A Gentle Helper Hidden in Our Chemistry
The researchers focus on S‑nitrosoglutathione, or GSNO, a compound our bodies make from glutathione, a common cellular antioxidant, and nitric oxide. GSNO acts as a small chemical reservoir that can steadily release nitric oxide or pass along its “relaxing” signal to proteins. Nitric oxide keeps blood vessels open, curbs inflammation, and helps cells manage harmful reactive molecules. In heart attacks, natural nitric oxide signaling often falters, worsening vessel constriction and tissue damage. That makes GSNO an appealing candidate as a drug-like aid that might restore nitric oxide’s protective effects without the sharp spikes and tolerance problems of traditional nitrate medicines.
Testing the Idea in Isolated Beating Hearts
To see if GSNO could shield heart tissue, the team used an ex vivo model: hearts from rats were removed and kept beating on a perfusion system that pumps a nutrient solution through the coronary arteries. The hearts were subjected to a controlled period of blocked flow followed by restoration, mimicking a heart attack and its treatment. During this process, some hearts received GSNO at either a moderate dose (200 micromolar) or a higher dose (500 micromolar).
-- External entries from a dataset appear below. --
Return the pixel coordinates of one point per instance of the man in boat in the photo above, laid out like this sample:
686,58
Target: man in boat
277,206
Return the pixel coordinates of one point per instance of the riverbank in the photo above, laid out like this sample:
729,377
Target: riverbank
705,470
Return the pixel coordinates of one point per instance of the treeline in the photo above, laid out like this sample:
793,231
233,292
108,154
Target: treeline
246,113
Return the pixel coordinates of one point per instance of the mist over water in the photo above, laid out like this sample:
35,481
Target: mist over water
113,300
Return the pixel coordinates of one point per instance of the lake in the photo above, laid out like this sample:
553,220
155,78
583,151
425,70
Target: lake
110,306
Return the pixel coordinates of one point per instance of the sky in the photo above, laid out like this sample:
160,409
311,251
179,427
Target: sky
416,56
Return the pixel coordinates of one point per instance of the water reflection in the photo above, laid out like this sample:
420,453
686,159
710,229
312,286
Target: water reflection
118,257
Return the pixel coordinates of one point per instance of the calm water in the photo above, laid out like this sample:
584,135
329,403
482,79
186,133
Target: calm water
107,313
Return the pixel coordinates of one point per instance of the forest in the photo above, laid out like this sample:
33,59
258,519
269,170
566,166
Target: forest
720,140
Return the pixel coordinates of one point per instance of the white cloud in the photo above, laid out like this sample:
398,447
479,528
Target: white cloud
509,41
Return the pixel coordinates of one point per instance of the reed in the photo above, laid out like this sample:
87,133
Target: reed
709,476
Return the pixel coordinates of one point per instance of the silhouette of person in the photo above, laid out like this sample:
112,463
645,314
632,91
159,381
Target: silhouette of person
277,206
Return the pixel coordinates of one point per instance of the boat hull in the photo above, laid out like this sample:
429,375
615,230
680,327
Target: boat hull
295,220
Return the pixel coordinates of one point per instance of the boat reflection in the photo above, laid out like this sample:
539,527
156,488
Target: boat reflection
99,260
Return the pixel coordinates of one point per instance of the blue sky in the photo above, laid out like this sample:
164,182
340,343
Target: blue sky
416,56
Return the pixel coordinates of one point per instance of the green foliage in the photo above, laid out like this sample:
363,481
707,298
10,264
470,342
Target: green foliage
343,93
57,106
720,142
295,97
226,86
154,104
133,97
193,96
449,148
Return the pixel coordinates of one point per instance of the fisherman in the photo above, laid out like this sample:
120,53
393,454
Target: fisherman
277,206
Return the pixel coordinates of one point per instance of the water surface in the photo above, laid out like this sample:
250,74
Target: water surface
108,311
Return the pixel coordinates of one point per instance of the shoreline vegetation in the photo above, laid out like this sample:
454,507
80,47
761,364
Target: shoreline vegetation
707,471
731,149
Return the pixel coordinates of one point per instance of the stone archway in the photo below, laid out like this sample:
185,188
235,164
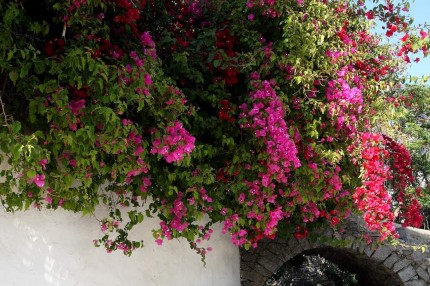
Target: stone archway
386,265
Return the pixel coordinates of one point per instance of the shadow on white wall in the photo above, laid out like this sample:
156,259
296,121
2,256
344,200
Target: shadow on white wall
55,248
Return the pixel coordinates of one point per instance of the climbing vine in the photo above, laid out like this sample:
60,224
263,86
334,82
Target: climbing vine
256,114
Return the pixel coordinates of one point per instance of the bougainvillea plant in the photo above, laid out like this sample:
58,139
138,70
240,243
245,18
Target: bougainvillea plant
256,114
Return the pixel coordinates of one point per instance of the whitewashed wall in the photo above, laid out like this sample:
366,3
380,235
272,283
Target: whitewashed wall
55,248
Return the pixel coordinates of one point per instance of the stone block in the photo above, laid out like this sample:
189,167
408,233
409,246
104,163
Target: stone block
270,264
407,273
423,274
304,243
418,282
399,265
382,252
391,260
418,255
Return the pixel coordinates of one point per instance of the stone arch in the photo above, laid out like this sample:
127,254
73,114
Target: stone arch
383,265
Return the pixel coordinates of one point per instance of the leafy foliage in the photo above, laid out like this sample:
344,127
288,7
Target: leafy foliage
253,114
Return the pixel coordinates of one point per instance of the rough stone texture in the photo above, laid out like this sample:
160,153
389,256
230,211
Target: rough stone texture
407,274
382,252
423,274
391,260
416,283
375,266
399,265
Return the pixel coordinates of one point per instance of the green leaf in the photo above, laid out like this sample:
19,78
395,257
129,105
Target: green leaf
13,75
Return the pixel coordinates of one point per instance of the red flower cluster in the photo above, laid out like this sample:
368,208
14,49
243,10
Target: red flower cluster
373,198
402,178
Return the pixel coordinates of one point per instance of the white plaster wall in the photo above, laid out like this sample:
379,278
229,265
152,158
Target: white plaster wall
55,248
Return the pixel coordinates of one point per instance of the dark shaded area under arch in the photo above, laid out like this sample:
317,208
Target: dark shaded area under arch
368,271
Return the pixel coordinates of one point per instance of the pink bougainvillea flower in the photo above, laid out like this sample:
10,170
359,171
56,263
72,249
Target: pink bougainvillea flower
43,163
39,180
77,105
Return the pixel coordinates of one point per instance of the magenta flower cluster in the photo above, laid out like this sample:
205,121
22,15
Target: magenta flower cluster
174,145
265,116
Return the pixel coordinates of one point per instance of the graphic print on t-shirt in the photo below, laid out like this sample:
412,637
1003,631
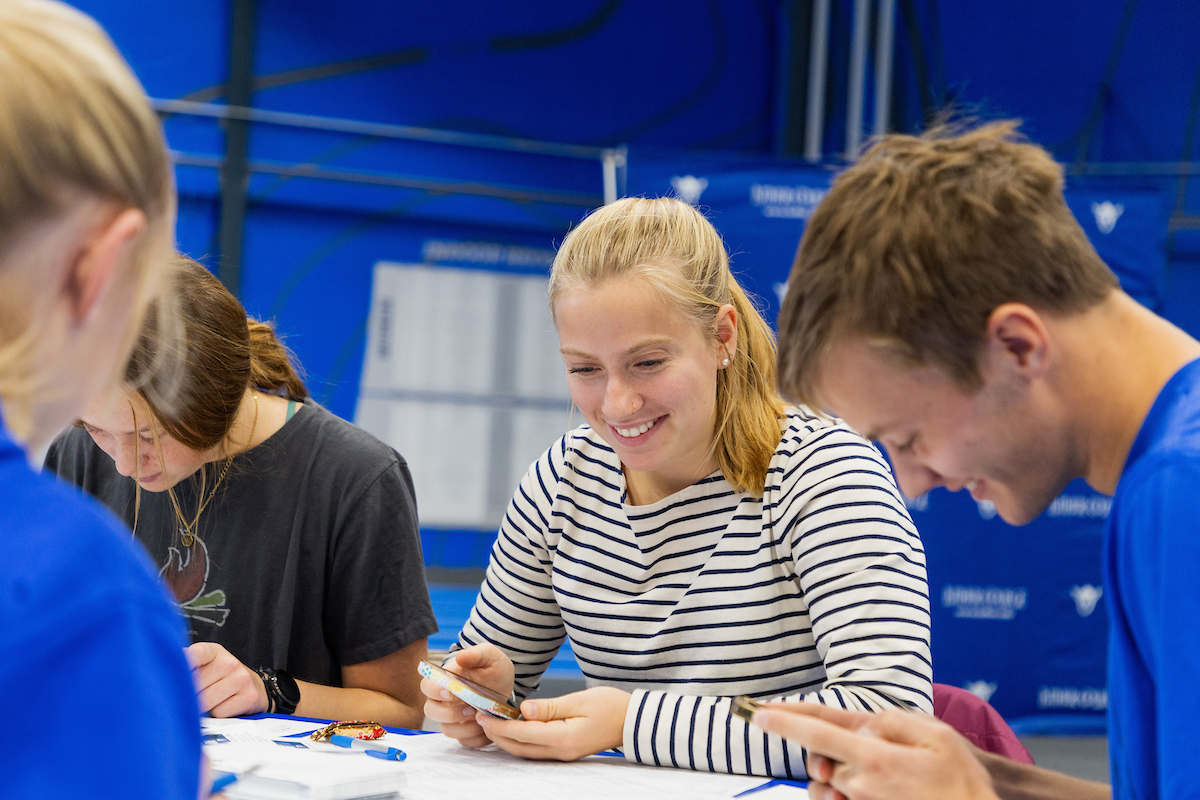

The scientists tracked coronary flow and resistance, how strongly the heart pumped, and—most importantly—how much tissue died in the injured region. They also measured how steadily GSNO released nitric oxide over time.
Finding the Sweet Spot Between Help and Harm
The moderate GSNO dose clearly stood out. Both GSNO doses improved blood flow through the coronary vessels and lowered resistance, showing that the compound is an effective vasodilator. But only the 200 micromolar dose substantially shrank the dead tissue area, cutting it from roughly two‑thirds of the threatened region down to about two‑fifths, and it also helped the heart recover its pumping strength. The higher dose, despite widening vessels just as well, failed to reduce injury or improve function. Cell culture experiments gave a clue why: heart‑like muscle cells were more easily harmed by rising GSNO levels than endothelial cells that line blood vessels. This suggests that too much nitric‑oxide signaling can flip from protective to toxic, especially for heart muscle.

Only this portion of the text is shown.